Posted on July 19, 2011

Confidence among U.S. home builders improved in July from a nine-month low as executives turned less pessimistic on the outlook for sales.

The National Association of Home Builders/Wells Fargo sentiment index climbed to 15 this month, higher than forecast, from 13 in June, data from the Washington-based group showed Monday. The median projection of economists surveyed by Bloomberg News was for a gain to 14.

“It’s still at a very low level,” Michelle Meyer, a senior economist at Bank of America Merrill Lynch in New York, said about the home builders’ measure. “In order to see a brighter future for housing, we need to see a stronger economy.”

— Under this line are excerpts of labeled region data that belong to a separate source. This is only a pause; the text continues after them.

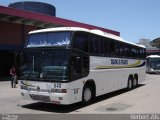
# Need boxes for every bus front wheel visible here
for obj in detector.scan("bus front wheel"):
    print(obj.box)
[82,85,93,105]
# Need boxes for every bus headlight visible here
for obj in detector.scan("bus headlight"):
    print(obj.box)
[150,68,154,71]
[21,85,28,90]
[51,89,67,93]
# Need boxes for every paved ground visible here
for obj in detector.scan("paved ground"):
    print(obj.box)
[0,74,160,114]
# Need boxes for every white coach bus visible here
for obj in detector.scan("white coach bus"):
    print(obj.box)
[20,27,146,105]
[146,55,160,73]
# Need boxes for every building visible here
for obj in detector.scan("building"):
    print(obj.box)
[137,38,160,56]
[0,2,120,77]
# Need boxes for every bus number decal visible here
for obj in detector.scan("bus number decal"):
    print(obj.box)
[73,88,79,94]
[54,83,61,88]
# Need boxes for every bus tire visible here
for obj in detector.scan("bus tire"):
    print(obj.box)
[82,85,94,105]
[133,76,138,88]
[127,77,133,91]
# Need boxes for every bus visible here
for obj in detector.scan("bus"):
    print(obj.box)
[146,55,160,73]
[19,27,146,105]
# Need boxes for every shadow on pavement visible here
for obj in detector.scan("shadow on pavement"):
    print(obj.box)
[21,84,145,113]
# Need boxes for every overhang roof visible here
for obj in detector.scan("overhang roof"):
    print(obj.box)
[0,6,120,36]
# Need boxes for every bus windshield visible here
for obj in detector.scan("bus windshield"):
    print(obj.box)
[26,31,71,47]
[21,49,69,81]
[150,58,160,70]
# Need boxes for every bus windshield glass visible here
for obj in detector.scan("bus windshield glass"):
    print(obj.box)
[150,58,160,70]
[26,31,71,47]
[21,49,69,81]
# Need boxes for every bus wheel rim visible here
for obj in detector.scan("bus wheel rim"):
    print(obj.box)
[84,88,92,102]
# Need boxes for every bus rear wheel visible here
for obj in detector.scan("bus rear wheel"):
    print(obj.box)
[82,85,93,105]
[133,77,138,88]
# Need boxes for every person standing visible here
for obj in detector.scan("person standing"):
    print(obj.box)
[10,66,17,88]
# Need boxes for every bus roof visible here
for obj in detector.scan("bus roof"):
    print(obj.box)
[29,27,145,48]
[147,55,160,58]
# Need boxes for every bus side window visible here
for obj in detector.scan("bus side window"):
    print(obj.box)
[104,38,115,56]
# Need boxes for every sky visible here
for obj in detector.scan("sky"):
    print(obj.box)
[0,0,160,43]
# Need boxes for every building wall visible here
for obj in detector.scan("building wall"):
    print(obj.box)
[0,21,36,49]
[0,21,37,78]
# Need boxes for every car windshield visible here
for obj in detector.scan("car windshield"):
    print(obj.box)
[21,49,69,81]
[26,31,71,47]
[150,58,160,70]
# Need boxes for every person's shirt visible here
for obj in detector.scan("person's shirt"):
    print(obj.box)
[10,68,16,76]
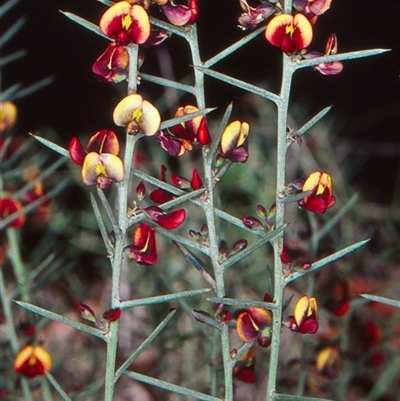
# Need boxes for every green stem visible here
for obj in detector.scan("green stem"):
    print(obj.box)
[188,25,233,401]
[7,228,30,302]
[266,54,293,401]
[104,45,142,401]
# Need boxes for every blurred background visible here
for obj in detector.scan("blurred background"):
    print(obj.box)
[2,0,400,206]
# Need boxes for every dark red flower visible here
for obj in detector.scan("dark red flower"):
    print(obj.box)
[14,345,52,379]
[157,105,211,156]
[103,308,121,322]
[124,223,157,265]
[265,13,313,54]
[299,171,336,213]
[92,43,129,84]
[219,120,250,163]
[236,307,272,347]
[233,345,256,383]
[99,1,150,46]
[144,206,186,230]
[0,198,26,228]
[283,295,319,334]
[161,0,199,26]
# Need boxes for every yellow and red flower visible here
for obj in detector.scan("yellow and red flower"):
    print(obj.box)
[113,93,161,136]
[283,295,319,334]
[292,0,332,24]
[14,345,52,379]
[238,0,277,30]
[236,306,272,347]
[304,33,343,75]
[157,105,211,156]
[92,43,129,84]
[233,345,256,383]
[0,198,26,228]
[124,223,157,265]
[299,171,336,213]
[99,1,150,46]
[161,0,199,26]
[0,102,17,132]
[219,120,250,163]
[265,13,313,54]
[68,130,124,189]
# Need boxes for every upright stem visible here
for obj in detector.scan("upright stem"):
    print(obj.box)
[187,25,233,401]
[266,54,293,401]
[7,228,30,302]
[104,45,142,401]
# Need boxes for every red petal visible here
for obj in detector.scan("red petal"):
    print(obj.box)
[145,206,186,230]
[298,318,318,334]
[103,308,121,322]
[236,310,259,343]
[196,117,211,146]
[86,129,119,156]
[68,137,86,166]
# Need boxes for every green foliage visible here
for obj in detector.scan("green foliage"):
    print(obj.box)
[0,0,400,401]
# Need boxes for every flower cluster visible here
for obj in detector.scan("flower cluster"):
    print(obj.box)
[238,0,343,75]
[157,105,211,156]
[92,0,199,84]
[283,295,319,334]
[14,345,53,379]
[68,130,124,189]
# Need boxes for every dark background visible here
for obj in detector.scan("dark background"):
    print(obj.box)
[1,0,400,203]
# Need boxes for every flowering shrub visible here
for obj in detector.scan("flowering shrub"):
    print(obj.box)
[0,0,400,401]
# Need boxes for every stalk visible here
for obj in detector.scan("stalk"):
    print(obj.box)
[266,54,293,401]
[104,45,141,401]
[187,25,233,401]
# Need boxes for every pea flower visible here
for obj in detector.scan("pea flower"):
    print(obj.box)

Builders are facing a backlog of discounted, distressed properties that remain in the foreclosure pipeline and are hesitant to start new projects. Rising unemployment and depressed home values may keep housing one of the weakest parts of the recovery.

Readings lower than 50 in Monday’s home builder measure mean more respondents said conditions were poor. Projections among the 36 economists surveyed ranged from 12 to 16.

The gauge, first published in January 1985, reached a record low of 8 in January 2009, and averaged 54 in the five years before the recession began in December 2007.

The builders group’s index of sales expectations for the next six months increased to a three-month high of 22 from 15. A gauge of current single-family home sales rose to 15 from 13. The index of buyer traffic held at 12.

“The market continues to bounce along the bottom, with conditions in some locations beginning to improve,” NAHB Chief Economist David Crowe said Monday in a statement. “The stronger rebound in sales expectations for the next six months likewise marks a return to trend.”

The NAHB confidence survey asks builders to characterize current sales as “good,” “fair” or “poor” and to gauge prospective buyers’ traffic. It also asks participants to gauge the outlook for the next six months.

Builders in three of the four regions were less pessimistic this month. In the South, the gauge rose to 17, the highest since March, from 14 a month earlier. The measure also rose in the West and Midwest.